Are you passionate about incident reporting and making a real impact in the world of cybersecurity? Are you ready to be on the front line of all incidents? Do you also want to be a close point of contact to our clients when they truly need us? Then this is a role for you! 

The role in short

The Detection and Response Unit is looking for a DFIR Specialist to work with the core cybersecurity business of preventing and responding to complex security incidents. The DFIR team tackles new phenomena in the field of cybersecurity and advises clients to resolve security incidents. As a DFIR specialist you will be primarily handling security incident cases, participate in DFIR/Tier 3 shift on-call rotation, run a variety of combined physical and digital investigations, handling evidence, log examination and analysing, reporting, and developing incident response processes. You will be working with the DFIR team lead and should also be capable to lead the investigations and develop proactive measures in DFIR ways of working. While your main responsibilities will be with incident response, you will also join other cybersecurity related project-based work such as advanced threat hunting or cyber awareness related rehearsals. 

You have the following experience

We are looking for our next DFIR specialist with a solid background in incident response and forensics. We wish you have an eye for details and feel comfortable taking the lead of technical investigations and communicating with the Clients. 

From the technology perspective you should be very familiar with operating systems, networks and DFIR related tools and processes. It is considered an advantage if you understand the basics of enterprise architecture and how a Security Operations Center or Cyber Incident Response Team works or maybe even have experience of investigating and resolving these alerts. You have a strong ability to write technical reports in English and chain-of-evidence is not an unknown term for you.  

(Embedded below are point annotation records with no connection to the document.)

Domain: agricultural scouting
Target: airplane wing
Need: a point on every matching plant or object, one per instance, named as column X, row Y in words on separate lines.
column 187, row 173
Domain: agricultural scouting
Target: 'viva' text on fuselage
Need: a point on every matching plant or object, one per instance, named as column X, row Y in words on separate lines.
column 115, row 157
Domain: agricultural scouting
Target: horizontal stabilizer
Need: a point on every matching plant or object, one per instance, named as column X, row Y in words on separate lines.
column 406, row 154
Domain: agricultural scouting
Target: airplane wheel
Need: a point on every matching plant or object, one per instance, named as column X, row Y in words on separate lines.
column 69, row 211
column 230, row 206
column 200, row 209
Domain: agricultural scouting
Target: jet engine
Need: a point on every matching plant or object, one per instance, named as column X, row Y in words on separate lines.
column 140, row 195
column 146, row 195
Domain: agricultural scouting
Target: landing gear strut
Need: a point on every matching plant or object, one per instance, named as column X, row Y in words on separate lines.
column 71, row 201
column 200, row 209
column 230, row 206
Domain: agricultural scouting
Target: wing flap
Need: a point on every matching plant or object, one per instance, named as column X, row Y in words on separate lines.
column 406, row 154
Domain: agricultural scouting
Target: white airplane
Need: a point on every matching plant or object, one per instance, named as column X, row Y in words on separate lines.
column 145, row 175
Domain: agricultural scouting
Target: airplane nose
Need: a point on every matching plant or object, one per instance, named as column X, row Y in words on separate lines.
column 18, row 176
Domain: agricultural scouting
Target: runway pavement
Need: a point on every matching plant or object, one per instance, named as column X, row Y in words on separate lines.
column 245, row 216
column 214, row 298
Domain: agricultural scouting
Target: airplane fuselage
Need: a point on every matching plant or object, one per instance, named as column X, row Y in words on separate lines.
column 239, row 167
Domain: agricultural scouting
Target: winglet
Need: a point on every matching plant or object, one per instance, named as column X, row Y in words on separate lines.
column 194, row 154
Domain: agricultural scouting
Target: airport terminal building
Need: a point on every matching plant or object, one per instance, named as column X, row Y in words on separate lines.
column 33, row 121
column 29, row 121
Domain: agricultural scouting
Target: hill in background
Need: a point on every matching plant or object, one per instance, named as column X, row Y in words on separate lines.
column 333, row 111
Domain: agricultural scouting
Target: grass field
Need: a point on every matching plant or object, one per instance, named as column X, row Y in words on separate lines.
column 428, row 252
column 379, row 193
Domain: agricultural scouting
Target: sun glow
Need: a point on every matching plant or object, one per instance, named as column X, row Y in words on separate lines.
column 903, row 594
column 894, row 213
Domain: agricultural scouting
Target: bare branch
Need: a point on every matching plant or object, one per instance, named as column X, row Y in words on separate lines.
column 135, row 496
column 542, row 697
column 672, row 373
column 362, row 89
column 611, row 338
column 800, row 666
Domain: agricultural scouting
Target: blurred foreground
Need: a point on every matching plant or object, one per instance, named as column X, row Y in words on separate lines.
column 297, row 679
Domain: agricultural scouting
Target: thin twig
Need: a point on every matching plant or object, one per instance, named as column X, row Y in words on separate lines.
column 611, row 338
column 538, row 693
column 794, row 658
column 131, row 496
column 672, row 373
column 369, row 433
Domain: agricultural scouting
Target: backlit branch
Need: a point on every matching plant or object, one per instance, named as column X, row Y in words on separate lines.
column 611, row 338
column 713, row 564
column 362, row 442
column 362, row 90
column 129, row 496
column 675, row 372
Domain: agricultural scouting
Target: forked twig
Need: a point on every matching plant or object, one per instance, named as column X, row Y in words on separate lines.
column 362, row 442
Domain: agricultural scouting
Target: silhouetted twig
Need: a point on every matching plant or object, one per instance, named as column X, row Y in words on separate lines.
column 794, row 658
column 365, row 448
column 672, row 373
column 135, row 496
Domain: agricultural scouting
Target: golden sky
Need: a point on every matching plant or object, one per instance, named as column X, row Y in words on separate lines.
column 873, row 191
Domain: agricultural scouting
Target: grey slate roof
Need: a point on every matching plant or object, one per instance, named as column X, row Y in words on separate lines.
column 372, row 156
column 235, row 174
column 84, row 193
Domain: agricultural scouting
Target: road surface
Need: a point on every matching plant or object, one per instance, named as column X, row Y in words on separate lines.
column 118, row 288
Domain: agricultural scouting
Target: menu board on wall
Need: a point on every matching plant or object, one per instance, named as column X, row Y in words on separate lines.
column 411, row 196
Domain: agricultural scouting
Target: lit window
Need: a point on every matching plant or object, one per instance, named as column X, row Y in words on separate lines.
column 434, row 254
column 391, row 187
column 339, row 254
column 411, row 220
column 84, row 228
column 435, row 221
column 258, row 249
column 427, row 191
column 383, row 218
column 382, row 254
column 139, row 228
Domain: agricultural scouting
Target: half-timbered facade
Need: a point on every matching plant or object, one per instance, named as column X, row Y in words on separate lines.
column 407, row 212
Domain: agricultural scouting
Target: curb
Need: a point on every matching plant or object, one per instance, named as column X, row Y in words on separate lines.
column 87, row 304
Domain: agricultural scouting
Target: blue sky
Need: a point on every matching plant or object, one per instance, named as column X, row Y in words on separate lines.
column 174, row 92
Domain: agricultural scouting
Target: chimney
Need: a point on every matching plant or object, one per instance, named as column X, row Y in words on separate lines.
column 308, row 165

• Several years of incident response and forensics experience
• Proven leadership in technical investigations
• Efficient communication with clients and third parties
• Proficient in technical report writing in English
• In-depth knowledge of operating systems, networks, and DFIR tools
• Familiarity with SOC/CIRT operations
• Structured and orderly analysis and reporting
• Confidence in leading incident response investigations

We wish you have worked with the following list, but if not all, you should be familiar with at least most of the list below:

• Security incident response
• Operating systems (Windows / Linux, Mac OS is plus)
• Digital forensics
• EDR tools (Carbon Black, CrowdStrike, MS Security Stack)
• Security information and event management
• Modern cyber defense solutions
• File systems
• Network protocols
• Routers, firewalls, IDS/IPS
• Developed scripts (powershell / python)

Be one of us

As Nixuans, we are passionate about cybersecurity and encourage you to excel professionally through certifications, knowledge sharing or doing more demanding cases. Our life is not only about work, we also like having fun and sharing hobbies with colleagues. If you are into floorball, golf, music, or anything else, we support Nixuans to have hobbies with coworkers in our Hobby Clubs.

In 2023, Nixu was acquired by DNV, an independent expert in assurance and risk management operating in more than 100 countries. The merger will create one of Europe’s fastest-growing cybersecurity services businesses. This brings more opportunities for our consultants to hone their skills in cybersecurity. 

With us, you will have a proper way to impact our work and decisions. You will join a company that prioritizes employee development and growth. At Nixu, we seek you who like and thrive in an expanding organization. Our work impacts the society that we live in, and you can be a crucial person in that.

 As our DFIR Specialist you will make a difference in the world of cybersecurity. Take the next step in your career and become our new DFIR Specialist!

Apply now!

We are excited to connect with you, so please apply today!

Need more information?

If you have any questions regarding this position, please reach out to DFIR Manager Suvi Holmi at suvi.holmi[at]nixu.com

The position is permanent and full-time. Your HQ will be in Espoo, Finland. Nixu has very flexible remote working opportunities, but work also may require to be on-prem within 24 hours. All applicants must pass a security clearance vetting done by the Finnish Security and Intelligence Service as part of the recruitment process.